Pesquisadores em cibersegurança anunciaram a detecção de uma infecção por um information stealer que conseguiu exfiltrar a configuração do ambiente OpenClaw (anteriormente conhecido como Clawdbot e Moltbot) de uma vítima.
De acordo com a Hudson Rock, essa descoberta marca um avanço significativo na evolução dos infostealers: a transição do roubo de credenciais de navegador para a captura das “identidades” e “almas” dos agentes pessoais de inteligência artificial (AI).
Alon Gal, CTO da Hudson Rock, afirmou ao The Hacker News que o malware provavelmente é uma variante do Vidar, um information stealer comercializado e ativo desde o final de 2018.
A empresa explicou, contudo, que os dados não foram capturados por um módulo customizado para OpenClaw dentro do malware, mas sim por um mecanismo genérico que busca arquivos com extensões e nomes de diretórios específicos contendo informações sensíveis.
Entre os arquivos recuperados estão:
- **openclaw.json**: contém o token do gateway do OpenClaw, além do e-mail parcialmente oculto da vítima e o caminho da workspace.
- **device.json**: armazena chaves criptográficas usadas para operações seguras de pareamento e assinatura dentro do ecossistema OpenClaw.

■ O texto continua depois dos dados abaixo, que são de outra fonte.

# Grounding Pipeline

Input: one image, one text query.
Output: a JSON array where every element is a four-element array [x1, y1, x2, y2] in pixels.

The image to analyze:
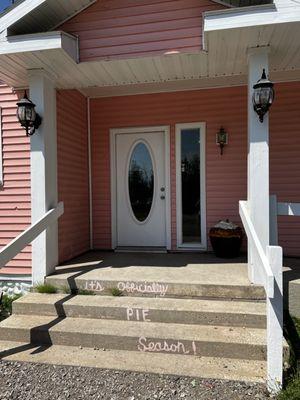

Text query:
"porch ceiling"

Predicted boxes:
[[0, 0, 96, 34], [0, 13, 300, 97]]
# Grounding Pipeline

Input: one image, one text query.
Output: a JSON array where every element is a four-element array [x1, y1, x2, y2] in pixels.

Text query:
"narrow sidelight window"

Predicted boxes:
[[176, 124, 206, 248], [181, 129, 201, 243]]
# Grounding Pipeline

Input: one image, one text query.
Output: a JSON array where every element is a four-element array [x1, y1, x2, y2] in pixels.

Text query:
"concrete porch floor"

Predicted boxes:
[[56, 251, 250, 285], [46, 251, 264, 298]]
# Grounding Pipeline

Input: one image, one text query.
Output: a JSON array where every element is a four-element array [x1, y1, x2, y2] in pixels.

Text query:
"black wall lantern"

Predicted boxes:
[[216, 126, 228, 156], [252, 69, 275, 122], [17, 91, 42, 136]]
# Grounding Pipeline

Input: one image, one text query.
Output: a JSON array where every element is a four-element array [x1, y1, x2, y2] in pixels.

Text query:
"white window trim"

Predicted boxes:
[[0, 107, 3, 189], [110, 125, 172, 250], [176, 122, 207, 250]]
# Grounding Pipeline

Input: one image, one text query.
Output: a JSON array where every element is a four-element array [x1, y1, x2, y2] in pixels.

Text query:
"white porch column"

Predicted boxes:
[[248, 47, 269, 284], [28, 69, 58, 284]]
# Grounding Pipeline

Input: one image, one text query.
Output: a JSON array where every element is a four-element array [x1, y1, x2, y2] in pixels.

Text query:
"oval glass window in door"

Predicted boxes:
[[128, 142, 154, 222]]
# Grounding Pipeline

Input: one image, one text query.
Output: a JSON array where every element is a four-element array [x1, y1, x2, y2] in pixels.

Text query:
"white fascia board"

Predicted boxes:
[[0, 0, 46, 32], [0, 31, 78, 62], [203, 1, 300, 34]]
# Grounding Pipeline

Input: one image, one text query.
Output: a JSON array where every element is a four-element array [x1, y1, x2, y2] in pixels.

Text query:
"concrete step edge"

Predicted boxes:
[[0, 316, 284, 360], [13, 293, 266, 328], [45, 275, 265, 300], [0, 341, 266, 383]]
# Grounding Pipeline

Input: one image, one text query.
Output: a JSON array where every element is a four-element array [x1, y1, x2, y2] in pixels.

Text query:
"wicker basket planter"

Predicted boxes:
[[209, 220, 243, 258]]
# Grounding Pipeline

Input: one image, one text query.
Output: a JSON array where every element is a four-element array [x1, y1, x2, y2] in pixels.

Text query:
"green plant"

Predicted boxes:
[[77, 289, 95, 296], [60, 286, 72, 294], [35, 283, 58, 294], [109, 288, 123, 297], [277, 376, 300, 400], [0, 294, 22, 321]]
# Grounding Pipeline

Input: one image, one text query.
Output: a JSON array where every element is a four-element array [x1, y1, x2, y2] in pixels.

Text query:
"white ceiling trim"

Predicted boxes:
[[203, 0, 300, 35], [0, 0, 47, 32], [0, 31, 78, 62], [0, 0, 97, 34]]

- **soul.md**: reúne detalhes sobre os princípios operacionais, diretrizes comportamentais e limites éticos do agente AI.
O roubo do token de autenticação do gateway é especialmente crítico, pois pode permitir que um invasor se conecte remotamente à instância local do OpenClaw — caso a porta esteja exposta — ou até mesmo se passe pelo cliente em requisições autenticadas ao gateway de AI.
“Embora o malware provavelmente buscasse ‘segredos’ padrão, acabou encontrando uma mina de ouro ao capturar todo o contexto operacional do assistente AI do usuário”, destacou a Hudson Rock.
Com a crescente integração de agentes de AI como o OpenClaw em processos profissionais, espera-se que desenvolvedores de infostealers criem módulos dedicados para descriptografar e interpretar esses arquivos, assim como já fazem com Chrome e Telegram.
A divulgação ocorre em meio a preocupações relacionadas à segurança do OpenClaw, que levaram os mantenedores da plataforma open source a anunciar uma parceria com a VirusTotal.
O objetivo é escanear skills maliciosas enviadas ao ClawHub, estabelecer um modelo de ameaças e implementar auditorias para detectar possíveis falhas de configuração.
Na semana passada, o time OpenSourceMalware relatou uma campanha maliciosa no ClawHub que usa uma técnica inovadora para burlar a detecção da VirusTotal: o malware é hospedado em sites falsos que imitam o OpenClaw, usando skills apenas como iscas, em vez de incorporar a payload diretamente nos arquivos SKILL.md.
“Essa mudança de payloads incorporados para hospedagem externa mostra a adaptação dos agentes de ameaça às capacidades de detecção”, afirmou o pesquisador Paul McCarty.
Ele ainda alertou que, à medida que os registros de skills de AI crescem, eles se tornam alvos cada vez mais atraentes para ataques à cadeia de suprimentos.
Outro problema de segurança destacado pela OX Security envolve o Moltbook, um fórum online semelhante ao Reddit, criado exclusivamente para agentes AI, principalmente os que utilizam o OpenClaw.
A pesquisa revelou que contas criadas no Moltbook não podem ser excluídas, deixando os usuários sem opção de remover seus dados associados.
Além disso, um estudo publicado pela equipe STRIKE Threat Intelligence, da SecurityScorecard, identificou centenas de milhares de instâncias expostas do OpenClaw, o que provavelmente expõe usuários a riscos de execução remota de código (RCE).
Vulnerabilidades de RCE permitem que um invasor envie requisições maliciosas a um serviço e execute códigos arbitrários no sistema afetado.
Segundo a empresa, “quando o OpenClaw opera com permissões para e-mails, APIs, serviços de nuvem ou recursos internos, uma falha de RCE pode ser ponto de pivô.
Um atacante não precisa comprometer múltiplos sistemas, apenas um serviço exposto que já possua autoridade para agir”.
Desde seu lançamento, em novembro de 2025, o OpenClaw registrou um crescimento viral, acumulando mais de 200 mil estrelas no GitHub.
Em 15 de fevereiro de 2026, Sam Altman, CEO da OpenAI, anunciou que Peter Steinberger, fundador do OpenClaw, se juntaria à empresa, ressaltando que “o OpenClaw continuará como um projeto open source mantido por uma fundação, com o apoio da OpenAI”.